The electropolymerization of bithiophene also proceeds via a radical propagation mechanism. The polymerization starts in solution and takes place from a dimer oxidation to a tetramer and so on until deposition of elongated polymer chains (see Supplementary Scheme S2) [5]. Therefore, electrodeposition of polybithiophene (PBTh) films could be accomplished by applying oxidative potentials to a diluted solution of 2,2′-bithiophene (see Figure 1b) [35]. Oxidation of the monomer began at 0.81 V (red line in Figure 1b). Peak I, around 0.68 V, was assigned to p-doping of the as-prepared polymer chains, which appeared from the second sweep onwards. The two reduction peaks (0.65 V and 0.25 V) were assigned to two stable states of partially discharged polymer chains [36]. The generated polymer (polybithiophene) was of high stability as the charging and discharging processes were fully reversible. In other words, the ratio between the negative charge (Q− discharging process) and the positive charge (Q+ charging process) was around one in each cycle [37,38,39]. The conducted experiments showed good stability for both polymer films under the applied conditions (see Supplementary Figure S1).
Both polymers show a distinct electrochromism behavior, i.e., the film changed color when different redox potentials were applied. In the case of PANI, it is possible to differentiate three chemical and electronic structures—leucoemeraldine, emeraldine, and pernigraniline—all showing different colors and electronic properties (see Scheme 2) [32,40,41].

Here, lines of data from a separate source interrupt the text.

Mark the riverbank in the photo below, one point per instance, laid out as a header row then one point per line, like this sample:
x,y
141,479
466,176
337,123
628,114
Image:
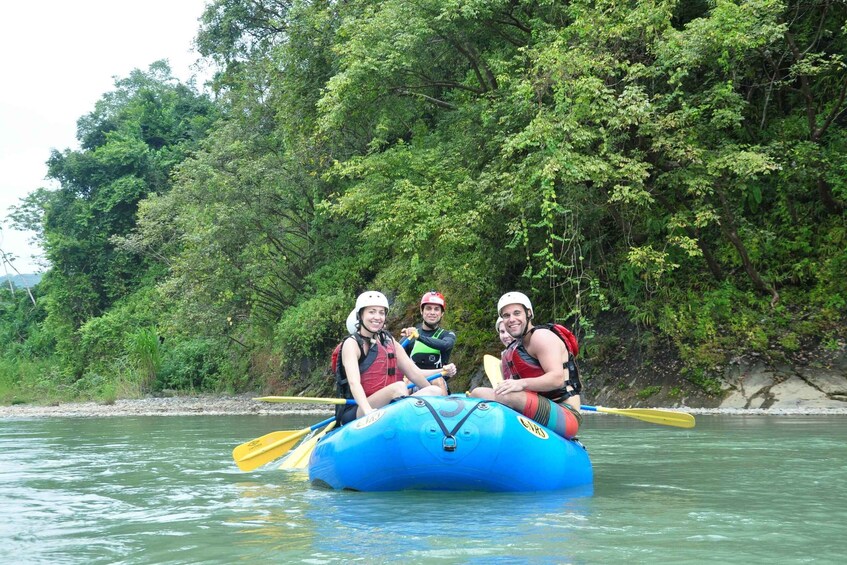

In our experiments, UV-VIS absorption spectra were measured for both polymers after different potentials were applied in 0.1 M KCl aqueous solution (for PANI-modified electrodes) and 0.1 M of tetrabutylammonium perchlorate in MeCN solution (for PBTh-modified electrodes) (see Figure 2). All forms of PANI showed two clear absorption bands; the first one was observed with a maximum at about 350 nm and a shoulder around 400 nm. According to the literature, this band was related to a π − π* transition [41]. The second band arose from 500 to 1000 nm, which was related to the formation of polarons or radical cations (polaron band). The applications of low potentials, ca. −0.2 V, led to the formation of the leucoemeraldine form of PANI. Starting from −0.2 V, as the applied potential increased up to 0.2 V, the absorption maximum at around 350 nm also increased, the shoulder at ca. 400 nm decreased, and there was also a bathochromic shift for both peaks. Additionally, the polaron band absorption increased with the rise of the applied potential to PANI-modified electrode adopting the emeraldine structure. The peak at 350 nm continuously decreased with increasing applied potential up to 0.6 V. The polaron band also showed a hypochromic shift. By increasing the applied potential up to 0.9 V, the polaron band further shifted hypochromically and started to decrease with the formation of the pernigraniline structure [40]. A PBTh film showed an absorption maximum around 500 nm with two shoulders at ca. 350 and 400 nm. This band was related to a π − π* transition in the polymer chain, which decreased as the applied potential increased [42]. There was a second broad band with a maximum at about 700 nm ascribed to an excitation of polarons or radical cations (polaron band). The intensity of the polaron band increased as the applied potential was increased. The polaronic state appeared at applied potentials between 0.2 and 0.4 V. The application of a potential of 0.6 V led to the formation of bipolaronic structures [42]. PBTh film could be dedoped into the neutral state when a negative potential in the range of −0.6 to −0.2 V was applied.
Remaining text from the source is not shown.